Como una alternativa que ha sido ensayada y experimentada en la práctica para comunidades en el pasado y el presente, el paradigma de los comunes va más allá del Estado y del mercado e implica la autodeterminación radical de la sociedad, permitiendo a la ciudadanía gestionar directamente sus recursos compartidos.

En su libro The Economic Order & Religion , Frank H. Knight y Tomás H. Merrian argumentan que «la vida social a gran escala con la propiedad en común es imposible» 1 .William F. Lloyd y después Garret Hardin, con el mismo espíritu, promovieron el término neo-malthusiano 2 de «la Tragedia de los Comunes» 3 , argumentando que los individuos, actuando independientemente y racionalmente según su interés particular, se comportan contrariamente a mejores intereses del grupo entero agotando algunas fuentes de recursos comunes. Desde entonces, las tesis que afirman que la gente es incapaz de gestionar nada colectivamente, sin el control y la supervisión de instituciones y autoridades separadas de la sociedad, se han infiltrado con éxito en el imaginario social.

Incluso dentro amplios sectores de la izquierda la gestión en común de recursos se está viendo como una utopía que se prefiere dejar para el futuro distante, persistiendo hoy en día entre variaciones de formas de propiedad privada y estatales 4 . Así se mantiene el dilema entre gestión privada / estatal de los recursos comunes, condenando otras iniciativas a la marginalidad.

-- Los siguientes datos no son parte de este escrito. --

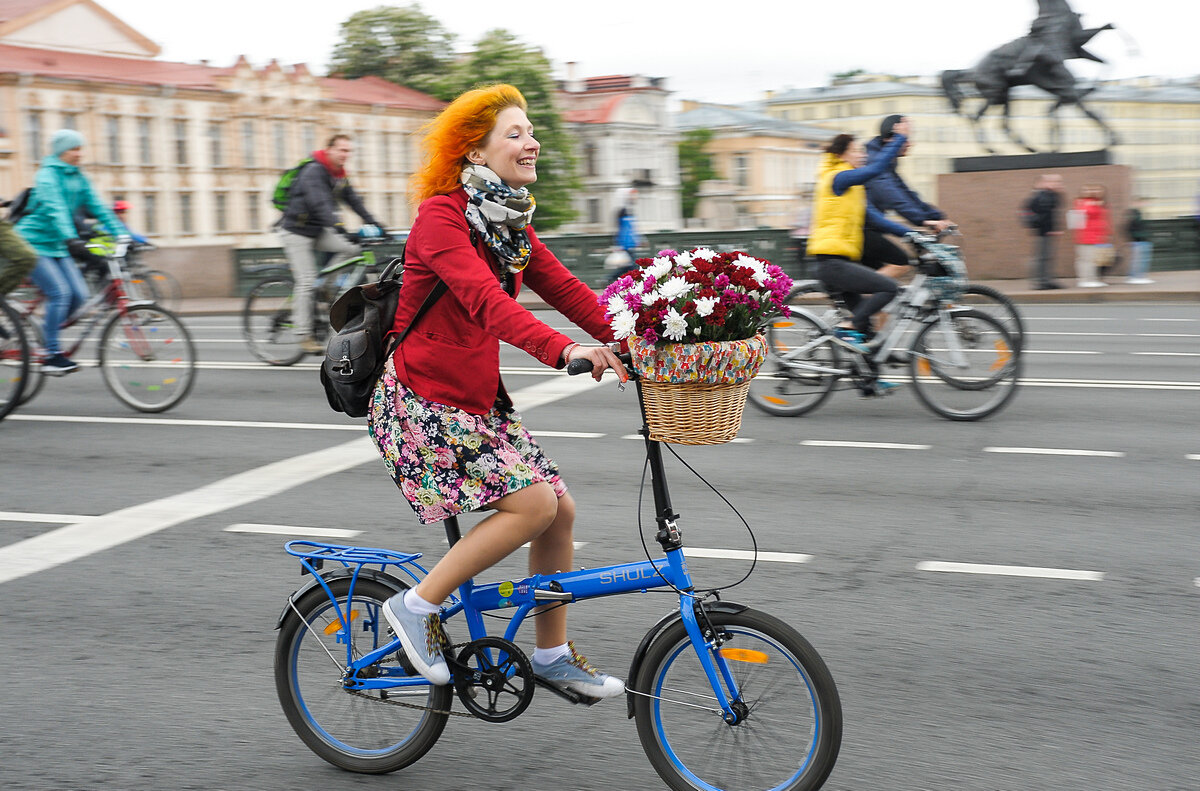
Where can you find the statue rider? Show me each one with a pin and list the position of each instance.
(1055, 36)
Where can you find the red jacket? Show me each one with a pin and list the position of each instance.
(453, 354)
(1096, 229)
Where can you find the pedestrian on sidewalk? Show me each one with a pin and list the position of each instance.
(1042, 216)
(1140, 247)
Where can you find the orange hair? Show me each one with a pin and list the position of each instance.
(462, 125)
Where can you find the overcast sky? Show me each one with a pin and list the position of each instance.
(708, 49)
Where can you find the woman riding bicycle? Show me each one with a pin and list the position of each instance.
(60, 191)
(441, 415)
(839, 216)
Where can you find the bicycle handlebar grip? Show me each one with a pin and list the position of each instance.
(577, 366)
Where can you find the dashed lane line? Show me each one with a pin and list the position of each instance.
(1009, 570)
(1056, 451)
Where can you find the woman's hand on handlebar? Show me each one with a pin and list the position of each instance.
(601, 359)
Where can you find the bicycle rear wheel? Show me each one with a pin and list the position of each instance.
(370, 732)
(790, 730)
(15, 359)
(147, 358)
(267, 322)
(965, 367)
(797, 375)
(987, 299)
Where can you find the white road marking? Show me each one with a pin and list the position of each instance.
(883, 445)
(747, 555)
(1009, 570)
(1056, 451)
(51, 519)
(291, 529)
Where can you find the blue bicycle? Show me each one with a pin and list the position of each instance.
(724, 696)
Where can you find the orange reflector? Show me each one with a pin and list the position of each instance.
(743, 654)
(337, 624)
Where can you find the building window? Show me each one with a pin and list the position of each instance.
(247, 144)
(216, 144)
(280, 141)
(180, 127)
(221, 208)
(145, 148)
(185, 213)
(742, 169)
(252, 217)
(113, 138)
(34, 135)
(150, 213)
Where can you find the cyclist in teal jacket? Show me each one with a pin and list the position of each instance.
(60, 191)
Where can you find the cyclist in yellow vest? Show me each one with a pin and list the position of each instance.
(840, 213)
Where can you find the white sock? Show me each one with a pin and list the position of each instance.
(418, 605)
(546, 655)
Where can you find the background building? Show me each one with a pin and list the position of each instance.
(623, 138)
(766, 166)
(1157, 121)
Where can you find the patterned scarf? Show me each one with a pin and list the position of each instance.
(499, 215)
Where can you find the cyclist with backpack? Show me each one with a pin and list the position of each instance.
(307, 195)
(441, 417)
(60, 192)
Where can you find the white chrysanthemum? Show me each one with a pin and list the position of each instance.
(705, 305)
(675, 327)
(675, 288)
(623, 324)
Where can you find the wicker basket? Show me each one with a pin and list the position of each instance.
(694, 413)
(694, 393)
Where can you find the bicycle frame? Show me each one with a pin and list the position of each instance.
(531, 592)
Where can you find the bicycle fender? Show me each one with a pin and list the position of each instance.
(335, 574)
(655, 630)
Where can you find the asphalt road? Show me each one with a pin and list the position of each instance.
(137, 642)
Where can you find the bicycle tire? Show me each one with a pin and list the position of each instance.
(784, 387)
(267, 322)
(999, 306)
(323, 713)
(16, 358)
(147, 358)
(690, 747)
(948, 376)
(36, 340)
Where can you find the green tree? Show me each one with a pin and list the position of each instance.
(402, 45)
(501, 58)
(695, 166)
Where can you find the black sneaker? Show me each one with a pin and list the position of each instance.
(58, 365)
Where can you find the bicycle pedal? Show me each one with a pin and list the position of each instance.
(567, 694)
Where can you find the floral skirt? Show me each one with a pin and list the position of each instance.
(448, 461)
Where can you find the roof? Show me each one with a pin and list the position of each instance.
(139, 71)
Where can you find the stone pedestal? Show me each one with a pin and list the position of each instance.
(984, 196)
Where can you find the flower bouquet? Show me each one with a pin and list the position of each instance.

Sin embargo, un número creciente de voces intenta romper con esta dicotomía. Por los autonomistas Michael Hardt y Antonio Negri esto es un falso dilema. Según ellos,

«La aparentemente exclusiva alternativa entre lo privado y lo público se corresponde con una alternativa política igualmente perniciosa entre capitalismo y socialismo. A menudo se asume que la única cura a los males de la sociedad capitalista es la regulación pública y la gestión económica keynesiana y / o socialista; y, desde el otro lado, parece que las enfermedades socialistas sólo se pueden tratar con la propiedad privada y el control capitalista. Pero el socialismo y el capitalismo, pese a veces se han mezclado entre sí causando conflictos amargos, son ambos regímenes de propiedad que han excluido el común. El proyecto político de instituir lo común (…) corta en diagonal estas falsas alternativas. » 5

La falsedad del dilema estatal / privado también se puede observar en la relación simbiótica entre estas dos supuestas «alternativas». El autor y activista David Bollier señala el parentesco histórico entre los dos 6 . Según él, los mercados se han beneficiado del aprovisionamiento aportado por el Estado de infraestructura, innovación y actividad mercantil, así como del acceso libre y gratuito a bosques públicos, minerales, líneas aéreas, investigación y otros recursos públicos . Por otra parte, el Estado depende de los mercados como fuente vital de impuestos y trabajo para la gente, y también como una manera de evitar afrontar las desigualdades de riqueza y de oportunidad social, dos retos políticamente explosivos.

A primera vista parece que nos quedamos sin elección real, ya que las dos «alternativas» conllevan el mismo grado de privatizaciones que benefician unas reducidas elites.Durante los últimos años, sin embargo, el paradigma de los «comunes» ha emergido desde la base como una potente solución práctica a la crisis contemporánea y un paso más allá del dilema dominante. Es una alternativa que se ha intentado y se ha experimentado en la práctica por muchas comunidades, en el pasado y el presente.

La lógica de los comunes

La lógica de los comunes va más allá de la ontología del Estado-nación y del mercado «libre». En un sentido presupone que vivimos en un mundo común que puede ser compartido entre toda la sociedad sin que mecanismos burocráticos o de mercado lo tengan que privatizar. Así, sin acaparamiento ejercido por gestores externos (compitiendo con la sociedad y entre ellos), los recursos dejan de ser escasos al dejar de haber interés en su explotación rápida. Ivan Illich observa que «cuando la gente hablaba de los comunes, (…) designaba aspectos del entorno que tenían límites, que eran necesario para la supervivencia de la comunidad, que eran necesarios de varias maneras para los diferentes grupos, pero que, en un sentido estrictamente económico, no se percibían como escasos » 7 . La lógica de los comunes siempre evoluciona y rechaza la burocratización de los derechos y esencias, pese incluye formas de autocontrol comunal y autolimitación individual. Es por ello que consigue sintetizar lo individual con lo social .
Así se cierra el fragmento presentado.